Nessuno (o pochi) hanno spiegato con chiarezza che gli anziani sono più esposti a tutte le malattie infettive e non solo al coronavirus e che quindi non vi devono essere preoccupazioni specifiche per la situazione di oggi. Sarebbe bastata questa chiara comunicazione per sdrammatizzare gli eventi, evitando di far ipotizzare chissà quale “maledetta” situazione.
JAMA, la più importante rivista medica al mondo, ha pubblicato il 24 febbraio una tabella con i dati del Centro Cinese per il Controllo delle Malattie, nella quale si deduce che la mortalità generale da coronavirus è stata del 2.3%, mentre è stata del 14.8% negli ultraottantenni e dell’8% tra i 70 e 79 anni. La mortalità era più alta della media in ogni gruppo di età per le persone affette da malattie gravi; quindi nulla di nuovo per gli esperti… Ma purtroppo tutto nuovo per gli interessati, cioè la parte meno giovane della popolazione italiana, che non ha ricevuto le giuste informazioni.
A queste realtà di sofferenza si aggiungono quelle provocate dalla mancanza di certezze; di colpo, nel giro di poche ore, gli anziani, almeno quelli veneti e lombardi, si sono trovati a vivere da una condizione di relativa tranquillità a una di incertezza, costretti più o meno apertamente a rimanere in casa, con informazioni incerte, le voci più drammatiche che si susseguono. Sono anche state chiuse le chiese; si è passati dal consiglio di non scambiare il segno della pace alla chiusura fisica delle nostre chiese.
Dove trova conforto il vecchio, costretto a rimare in casa? La famiglia limitata negli spostamenti, gli amici anch’essi in casa propria, il bar chiuso, la chiesa? La messa cancellata? Gli mancano i punti di riferimento più fedeli: gli amici, il Signore. A Treviglio è stata sospesa la novena della Madonna, mai cancellata nemmeno durante le guerre; lo stesso per il Duomo di Milano.
Cosa possiamo fare per questi nostri concittadini che per tanti anni hanno vissuto, lavorato, agito, pregato per noi?
Non li possiamo abbandonare sotto la pressione di regole preventive importanti, ma che nello specifico delle persone anziane producono rilevanti “effetti indesiderati” sulla qualità della loro vita, pesanti costrizioni della loro speranza.
Ieri un amico medico mi ha scritto, dopo aver assistito in diretta in ospedale al crescere della paura sotto la pressione delle notizie e delle decisioni delle autorità: “Credo fermamente che incontrarsi, pregare, sostenersi reciprocamente valga di più che isolarsi, disinfettarsi e asetticamente sopravvivere a se stessi”. Non vorrei sembrare critico con le decisioni prese dalle autorità sanitarie; non nego infatti l’urgenza clinica che sottostà ad alcune delle scelte compiute. Vorrei solo richiamare i nostri concittadini al dovere di informare, confortare, aiutare, sostenere. Il nostro compito è permettere alla speranza di crescere, nonostante tutto, tra gli anziani… Non bastano i social, peraltro utilissimi in queste circostanze, per vincere la solitudine, condizione di partenza per costruire la speranza per il domani. Se non si incontrano, non si vedono, se non pregano insieme, dove troveranno la speranza i nostri anziani?

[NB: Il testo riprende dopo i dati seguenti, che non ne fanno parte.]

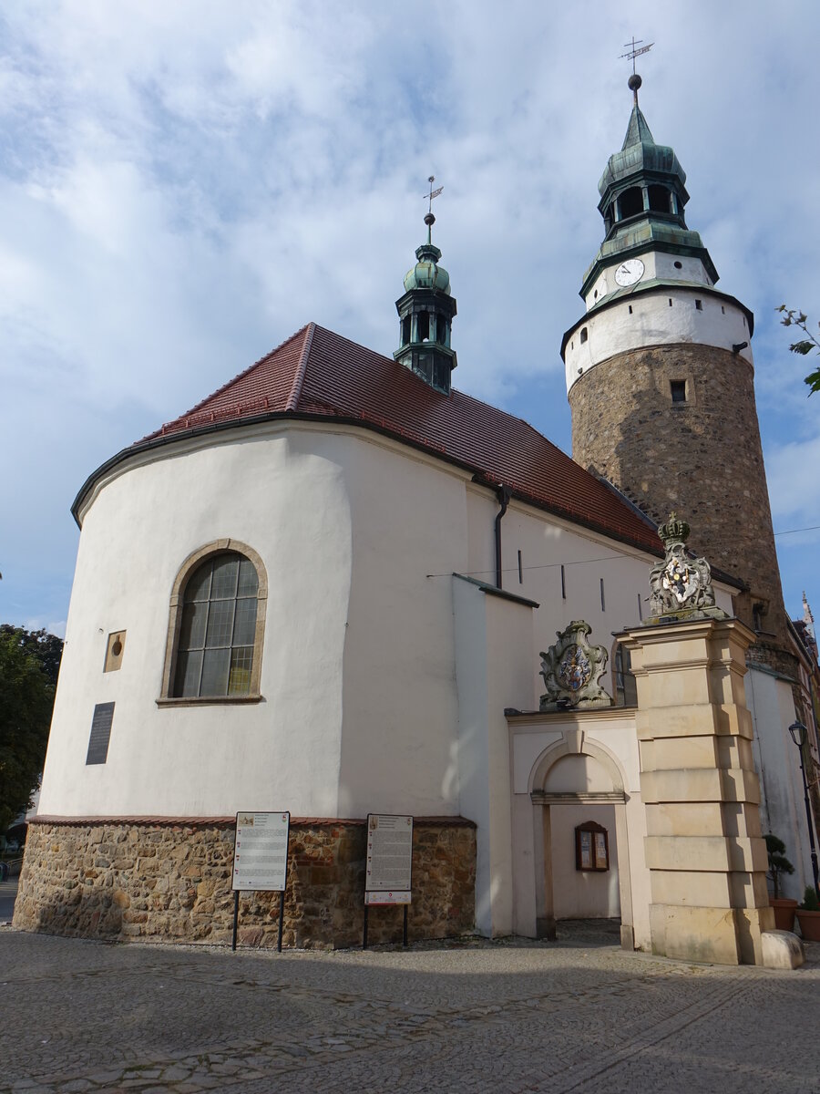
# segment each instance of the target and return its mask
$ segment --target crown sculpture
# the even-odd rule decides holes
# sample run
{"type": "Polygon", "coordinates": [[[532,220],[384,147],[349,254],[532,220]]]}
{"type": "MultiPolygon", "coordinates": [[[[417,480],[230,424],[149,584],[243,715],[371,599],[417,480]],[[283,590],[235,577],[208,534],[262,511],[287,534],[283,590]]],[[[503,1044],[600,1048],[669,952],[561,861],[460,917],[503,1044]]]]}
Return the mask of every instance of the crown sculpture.
{"type": "Polygon", "coordinates": [[[712,571],[705,558],[694,558],[687,551],[689,525],[670,513],[658,528],[666,555],[649,574],[649,618],[644,624],[687,619],[728,619],[715,605],[712,571]]]}
{"type": "Polygon", "coordinates": [[[607,668],[607,649],[590,645],[591,627],[574,619],[564,630],[557,630],[558,642],[541,653],[541,676],[547,687],[540,710],[565,710],[575,707],[611,707],[612,699],[598,680],[607,668]]]}

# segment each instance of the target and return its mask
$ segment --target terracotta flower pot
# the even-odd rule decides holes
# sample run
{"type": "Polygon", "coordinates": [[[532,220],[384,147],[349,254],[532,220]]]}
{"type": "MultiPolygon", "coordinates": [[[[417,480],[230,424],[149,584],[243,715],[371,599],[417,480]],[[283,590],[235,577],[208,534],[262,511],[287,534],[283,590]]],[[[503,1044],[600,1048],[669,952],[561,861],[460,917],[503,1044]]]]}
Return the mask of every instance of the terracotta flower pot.
{"type": "MultiPolygon", "coordinates": [[[[774,915],[776,919],[777,912],[774,915]]],[[[820,911],[807,911],[805,908],[798,908],[797,922],[800,924],[800,934],[807,942],[820,942],[820,911]]]]}
{"type": "Polygon", "coordinates": [[[776,900],[771,897],[770,905],[774,908],[774,926],[778,931],[794,931],[795,911],[797,900],[789,900],[787,897],[778,897],[776,900]]]}

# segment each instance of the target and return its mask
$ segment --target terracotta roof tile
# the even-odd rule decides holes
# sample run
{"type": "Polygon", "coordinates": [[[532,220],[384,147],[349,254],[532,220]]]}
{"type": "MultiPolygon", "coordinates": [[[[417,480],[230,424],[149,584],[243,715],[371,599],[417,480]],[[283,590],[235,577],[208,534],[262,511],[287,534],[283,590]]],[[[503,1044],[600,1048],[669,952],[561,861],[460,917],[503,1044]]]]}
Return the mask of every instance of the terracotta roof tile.
{"type": "Polygon", "coordinates": [[[653,526],[520,418],[433,391],[391,358],[311,323],[140,446],[210,424],[281,415],[343,418],[471,469],[489,484],[653,554],[653,526]]]}

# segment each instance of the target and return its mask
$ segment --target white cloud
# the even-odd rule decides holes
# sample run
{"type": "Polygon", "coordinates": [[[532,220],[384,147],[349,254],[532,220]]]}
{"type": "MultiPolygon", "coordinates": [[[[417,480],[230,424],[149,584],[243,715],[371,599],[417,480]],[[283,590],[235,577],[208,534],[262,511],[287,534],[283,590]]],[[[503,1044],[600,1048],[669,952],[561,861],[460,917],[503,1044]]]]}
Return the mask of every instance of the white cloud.
{"type": "Polygon", "coordinates": [[[773,502],[792,505],[776,512],[820,512],[787,470],[817,458],[820,396],[805,398],[773,311],[820,310],[808,0],[776,22],[739,0],[641,0],[629,21],[523,0],[359,0],[331,18],[304,0],[42,0],[2,19],[0,429],[36,440],[32,488],[0,487],[17,529],[3,546],[27,573],[26,533],[48,528],[52,575],[26,578],[30,615],[62,615],[67,505],[113,451],[307,319],[393,350],[430,173],[445,186],[434,232],[458,299],[458,386],[566,443],[559,346],[600,242],[633,24],[656,43],[642,105],[688,172],[689,223],[721,288],[757,312],[773,502]]]}

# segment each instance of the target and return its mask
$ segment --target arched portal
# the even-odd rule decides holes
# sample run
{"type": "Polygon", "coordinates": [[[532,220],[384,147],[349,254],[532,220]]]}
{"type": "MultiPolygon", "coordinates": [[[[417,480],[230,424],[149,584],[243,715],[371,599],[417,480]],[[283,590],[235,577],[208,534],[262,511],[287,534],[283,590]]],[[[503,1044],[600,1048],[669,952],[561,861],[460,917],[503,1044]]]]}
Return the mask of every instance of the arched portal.
{"type": "Polygon", "coordinates": [[[541,754],[530,777],[540,938],[562,919],[620,919],[633,947],[626,794],[614,757],[583,732],[541,754]]]}

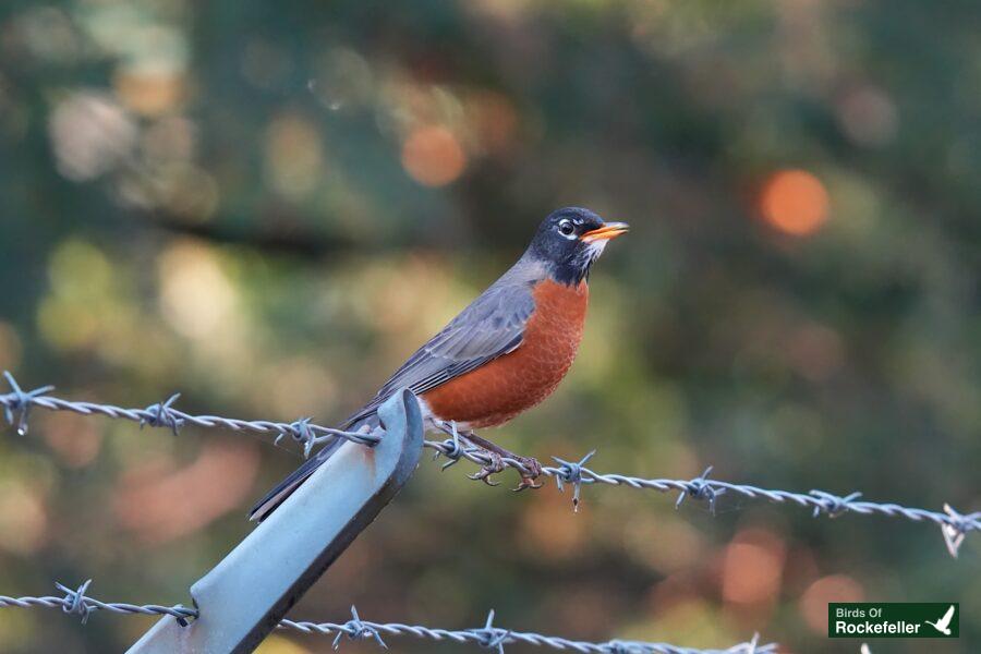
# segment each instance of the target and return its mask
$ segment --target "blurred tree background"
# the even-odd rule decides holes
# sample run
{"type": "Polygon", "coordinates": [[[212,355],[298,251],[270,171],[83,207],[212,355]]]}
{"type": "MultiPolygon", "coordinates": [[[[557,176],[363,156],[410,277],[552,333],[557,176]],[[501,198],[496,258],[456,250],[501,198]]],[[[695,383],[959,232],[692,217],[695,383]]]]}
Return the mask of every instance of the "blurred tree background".
{"type": "MultiPolygon", "coordinates": [[[[7,0],[0,368],[330,423],[582,205],[633,230],[594,270],[570,377],[501,443],[977,510],[979,31],[967,1],[7,0]]],[[[31,427],[0,438],[12,595],[93,577],[186,603],[299,462],[194,428],[31,427]]],[[[930,651],[977,651],[977,540],[955,561],[932,526],[595,486],[574,514],[464,468],[424,460],[293,617],[495,607],[573,638],[856,652],[825,638],[828,601],[959,601],[961,639],[930,651]]],[[[2,610],[0,650],[121,651],[152,622],[2,610]]]]}

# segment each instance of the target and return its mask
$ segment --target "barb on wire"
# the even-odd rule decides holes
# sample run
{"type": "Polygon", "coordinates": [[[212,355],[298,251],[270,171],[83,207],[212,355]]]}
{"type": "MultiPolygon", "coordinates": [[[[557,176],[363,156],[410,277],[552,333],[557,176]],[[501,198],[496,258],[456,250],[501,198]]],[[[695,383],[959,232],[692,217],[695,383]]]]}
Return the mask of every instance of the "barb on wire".
{"type": "MultiPolygon", "coordinates": [[[[27,414],[33,407],[40,407],[50,411],[73,411],[83,415],[99,414],[111,419],[132,420],[150,426],[166,426],[174,433],[186,424],[201,427],[225,427],[233,431],[249,431],[259,434],[272,434],[276,441],[290,436],[303,446],[305,456],[322,443],[335,438],[347,438],[353,443],[373,446],[378,443],[380,436],[360,432],[344,432],[311,423],[311,419],[303,417],[292,423],[271,421],[245,421],[217,415],[192,415],[173,408],[179,396],[171,396],[162,403],[153,404],[146,409],[123,409],[111,404],[97,404],[93,402],[72,402],[48,395],[53,387],[45,386],[35,390],[24,391],[10,373],[4,373],[11,392],[0,395],[0,407],[3,407],[7,422],[15,426],[20,434],[27,431],[27,414]]],[[[530,471],[522,461],[511,457],[499,457],[484,451],[481,448],[465,444],[465,436],[461,436],[455,424],[448,425],[450,438],[446,440],[426,440],[423,446],[435,451],[435,456],[444,456],[448,468],[463,459],[476,463],[481,468],[513,468],[519,472],[530,471]]],[[[555,459],[558,465],[542,467],[542,474],[555,477],[556,484],[562,488],[564,484],[571,484],[573,488],[572,505],[578,509],[581,502],[582,486],[589,484],[606,484],[610,486],[627,486],[638,489],[651,489],[659,493],[678,493],[676,506],[690,497],[697,500],[705,500],[708,510],[715,512],[718,498],[723,494],[739,495],[749,499],[766,499],[776,504],[797,505],[809,509],[815,517],[825,514],[836,518],[845,513],[859,516],[879,514],[888,518],[903,518],[912,522],[931,522],[941,529],[944,543],[952,556],[956,557],[967,534],[981,531],[981,511],[974,513],[959,513],[949,505],[944,506],[944,512],[931,511],[905,507],[892,502],[875,502],[861,499],[860,493],[839,496],[825,491],[811,491],[809,494],[794,493],[760,488],[749,484],[734,484],[708,479],[712,467],[708,467],[701,475],[691,480],[645,479],[616,473],[598,473],[585,467],[593,456],[590,452],[579,462],[555,459]]]]}
{"type": "MultiPolygon", "coordinates": [[[[8,597],[0,595],[0,608],[61,608],[66,614],[75,614],[82,616],[82,622],[88,619],[88,616],[95,610],[108,610],[117,614],[141,614],[141,615],[159,615],[173,616],[182,626],[186,626],[189,619],[197,618],[198,610],[187,608],[181,605],[160,606],[158,604],[125,604],[121,602],[101,602],[86,595],[92,580],[72,590],[60,583],[55,584],[64,596],[58,597],[53,595],[41,597],[8,597]]],[[[501,627],[494,626],[494,611],[487,616],[487,621],[483,627],[475,629],[439,629],[432,627],[423,627],[420,625],[403,625],[401,622],[370,622],[362,620],[358,615],[358,609],[351,607],[351,619],[347,622],[307,622],[283,619],[277,625],[278,629],[291,629],[303,633],[315,633],[322,635],[334,635],[334,649],[340,646],[343,638],[348,640],[374,640],[379,647],[385,650],[388,645],[382,639],[382,634],[392,637],[415,637],[432,641],[451,641],[460,644],[473,644],[491,650],[496,650],[498,654],[502,654],[505,645],[512,643],[523,643],[538,647],[552,647],[554,650],[572,650],[583,654],[710,654],[710,653],[728,653],[728,654],[768,654],[776,652],[775,644],[759,644],[759,637],[746,643],[734,645],[726,650],[693,650],[690,647],[679,647],[667,643],[654,643],[644,641],[625,641],[611,640],[605,643],[592,643],[586,641],[574,641],[556,635],[544,635],[534,632],[511,631],[501,627]]]]}
{"type": "Polygon", "coordinates": [[[82,415],[105,415],[117,420],[132,420],[141,425],[152,427],[168,427],[174,435],[185,424],[198,427],[223,427],[234,432],[254,432],[257,434],[272,434],[278,443],[283,436],[290,436],[303,446],[304,455],[322,443],[335,438],[346,438],[354,443],[374,446],[379,437],[374,434],[346,432],[322,425],[311,424],[310,419],[298,420],[292,423],[272,422],[266,420],[239,420],[221,417],[218,415],[192,415],[173,404],[180,398],[180,393],[172,395],[167,401],[152,404],[146,409],[125,409],[112,404],[97,404],[95,402],[72,402],[61,398],[49,396],[53,386],[45,386],[32,391],[23,391],[9,372],[3,376],[11,387],[11,392],[0,395],[0,407],[3,407],[7,422],[16,427],[19,434],[27,433],[27,414],[33,407],[40,407],[49,411],[71,411],[82,415]]]}

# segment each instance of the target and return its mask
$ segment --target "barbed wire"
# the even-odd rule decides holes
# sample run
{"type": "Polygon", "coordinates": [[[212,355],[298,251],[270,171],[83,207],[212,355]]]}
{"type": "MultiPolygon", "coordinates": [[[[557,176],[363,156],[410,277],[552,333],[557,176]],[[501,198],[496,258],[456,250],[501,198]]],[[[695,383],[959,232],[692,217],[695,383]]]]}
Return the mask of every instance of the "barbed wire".
{"type": "MultiPolygon", "coordinates": [[[[72,411],[83,415],[100,414],[110,419],[125,419],[142,425],[155,427],[169,427],[174,434],[185,424],[194,424],[202,427],[225,427],[233,431],[249,431],[259,434],[274,434],[275,441],[289,436],[296,440],[303,448],[304,456],[317,445],[335,438],[347,438],[354,443],[373,446],[379,440],[377,434],[344,432],[316,425],[311,419],[304,417],[292,423],[271,421],[246,421],[221,417],[217,415],[192,415],[173,408],[173,403],[180,397],[171,396],[167,401],[152,404],[146,409],[125,409],[111,404],[98,404],[94,402],[75,402],[52,397],[50,393],[55,387],[44,386],[31,391],[24,391],[13,376],[4,372],[4,377],[11,386],[11,392],[0,395],[0,407],[3,407],[4,417],[16,427],[19,434],[27,433],[27,417],[34,407],[40,407],[51,411],[72,411]]],[[[460,460],[476,463],[484,470],[493,472],[512,468],[528,474],[530,470],[525,462],[489,453],[479,447],[464,445],[465,435],[457,432],[456,425],[447,425],[450,436],[445,440],[426,440],[423,447],[435,450],[435,456],[444,456],[449,461],[444,464],[449,468],[460,460]]],[[[585,463],[595,453],[595,450],[586,455],[580,461],[566,461],[555,458],[557,465],[542,467],[541,474],[553,477],[559,491],[566,485],[572,486],[573,509],[579,508],[582,487],[590,484],[607,484],[611,486],[627,486],[638,489],[651,489],[659,493],[678,493],[676,507],[680,507],[686,498],[704,500],[708,510],[714,513],[718,498],[724,494],[734,494],[749,499],[766,499],[776,504],[796,505],[811,510],[816,518],[828,516],[837,518],[845,513],[859,516],[879,514],[888,518],[903,518],[912,522],[930,522],[941,529],[941,533],[950,556],[957,557],[960,546],[967,534],[981,531],[981,511],[973,513],[960,513],[950,505],[944,505],[944,512],[929,509],[906,507],[894,502],[876,502],[861,499],[861,493],[836,495],[826,491],[814,489],[808,494],[790,491],[760,488],[749,484],[734,484],[719,480],[708,479],[712,467],[690,480],[671,479],[645,479],[617,473],[600,473],[585,467],[585,463]]],[[[487,481],[487,475],[479,475],[487,481]]]]}
{"type": "MultiPolygon", "coordinates": [[[[195,608],[187,608],[180,604],[174,606],[161,606],[159,604],[128,604],[123,602],[102,602],[89,597],[86,593],[92,585],[92,580],[85,581],[73,590],[63,584],[55,586],[63,593],[61,596],[45,595],[40,597],[9,597],[0,595],[0,608],[61,608],[66,614],[82,617],[82,623],[88,621],[92,613],[108,610],[116,614],[129,615],[159,615],[173,616],[186,627],[191,620],[198,617],[195,608]]],[[[374,640],[380,647],[388,649],[382,638],[411,635],[419,639],[433,641],[451,641],[460,644],[474,644],[482,647],[496,650],[504,654],[505,645],[522,643],[537,647],[552,647],[554,650],[571,650],[583,654],[768,654],[776,652],[776,644],[760,644],[759,634],[752,640],[725,650],[698,650],[692,647],[679,647],[668,643],[654,643],[634,640],[611,640],[605,643],[570,640],[557,635],[545,635],[531,631],[512,631],[494,625],[494,611],[492,610],[483,627],[474,629],[440,629],[424,627],[422,625],[403,625],[401,622],[372,622],[362,620],[358,609],[351,607],[351,619],[346,622],[310,622],[298,620],[280,620],[277,629],[301,631],[322,635],[334,635],[334,649],[340,646],[341,640],[351,641],[374,640]]]]}

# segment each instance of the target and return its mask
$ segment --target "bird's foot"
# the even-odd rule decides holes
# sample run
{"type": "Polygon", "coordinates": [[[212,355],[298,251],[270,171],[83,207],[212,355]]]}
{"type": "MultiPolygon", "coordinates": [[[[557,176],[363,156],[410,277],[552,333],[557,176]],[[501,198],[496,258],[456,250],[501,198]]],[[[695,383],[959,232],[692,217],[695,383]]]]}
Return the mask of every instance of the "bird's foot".
{"type": "Polygon", "coordinates": [[[518,472],[521,474],[521,482],[518,484],[516,488],[511,488],[514,493],[521,493],[526,488],[541,488],[541,483],[535,483],[535,480],[538,479],[542,474],[542,464],[538,463],[538,460],[534,457],[513,457],[519,463],[521,463],[521,468],[518,469],[518,472]]]}
{"type": "Polygon", "coordinates": [[[475,482],[484,482],[488,486],[497,486],[500,484],[500,482],[492,481],[491,475],[501,472],[505,469],[505,464],[500,460],[500,458],[501,458],[500,455],[498,455],[497,452],[492,452],[491,450],[484,450],[484,453],[487,455],[487,459],[488,459],[487,463],[485,463],[484,467],[480,469],[480,471],[475,472],[474,474],[469,474],[467,476],[469,476],[470,479],[472,479],[475,482]]]}

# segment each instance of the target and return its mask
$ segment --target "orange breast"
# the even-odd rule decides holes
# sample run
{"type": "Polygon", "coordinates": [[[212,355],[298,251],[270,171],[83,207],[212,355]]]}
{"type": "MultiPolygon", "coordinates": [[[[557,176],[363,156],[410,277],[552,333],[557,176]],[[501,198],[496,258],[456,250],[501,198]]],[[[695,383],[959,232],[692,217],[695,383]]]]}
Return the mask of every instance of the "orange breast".
{"type": "Polygon", "coordinates": [[[582,339],[589,287],[543,281],[532,292],[535,313],[518,349],[422,396],[437,417],[493,427],[550,396],[562,380],[582,339]]]}

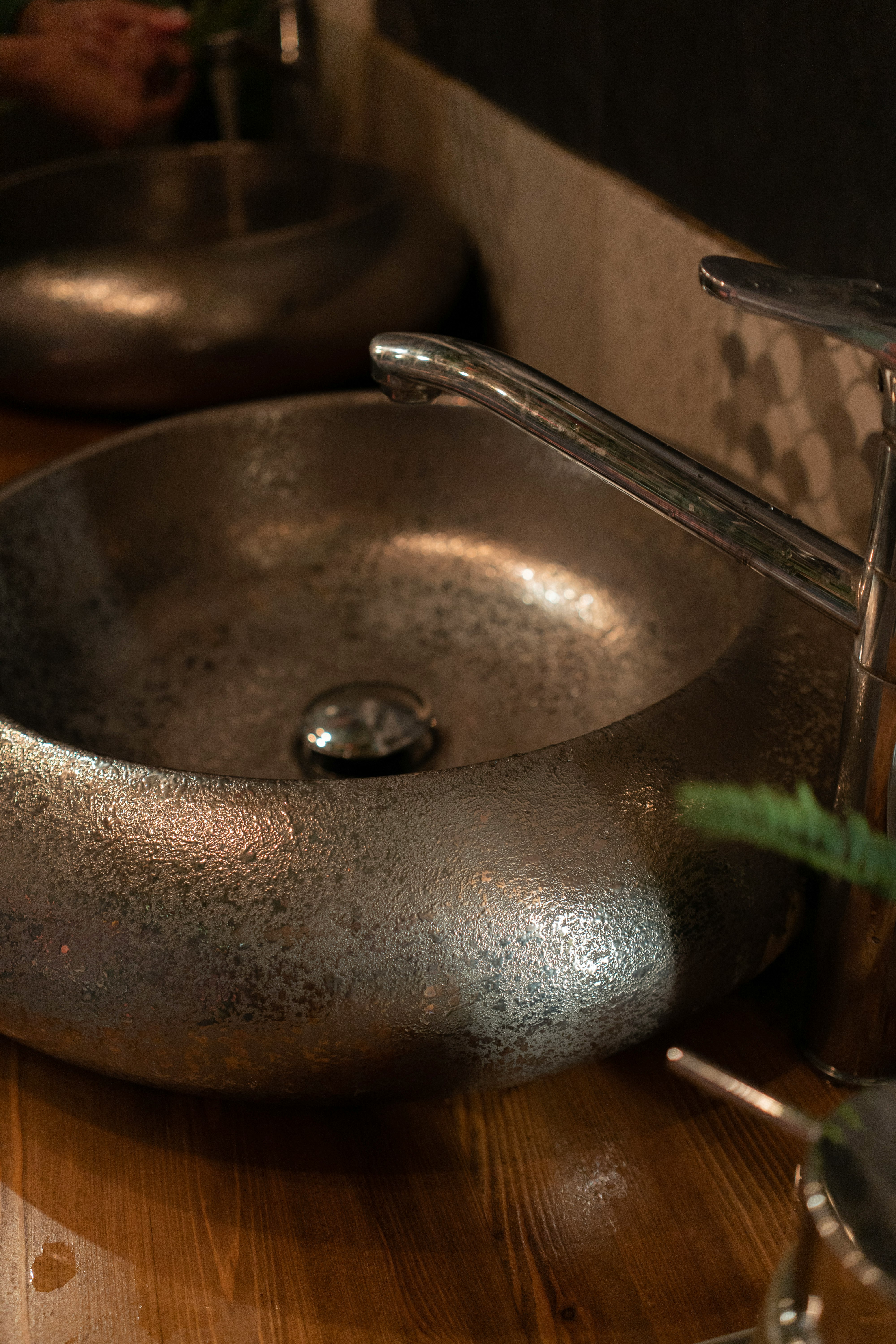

Nel momento della disgregazione e delle paure è necessario creare fiducia e speranza, incominciando con i più fragili. In questo momento bisogna muoversi e fare; ci sarà tempo un domani per denunciare inadempienze e inefficienze. Chi ha maggiori responsabilità, anche all’interno delle associazioni di volontariato, deve impegnarsi per diffondere notizie serie, per evitare l’isolamento degli anziani (quelli che devono autosegregarsi in casa sono pochissimi), per creare occasioni di incontro (dopo, basta lavarsi le mani).
Non abbiamo molto tempo: le paure e l’angoscia infatti possono fare danni enormi; la solitudine può uccidere! Ma nel nostro civile paese ci sono le forze per costruire barriere efficaci – umanissime – alle paure e alle angosce dei più fragili.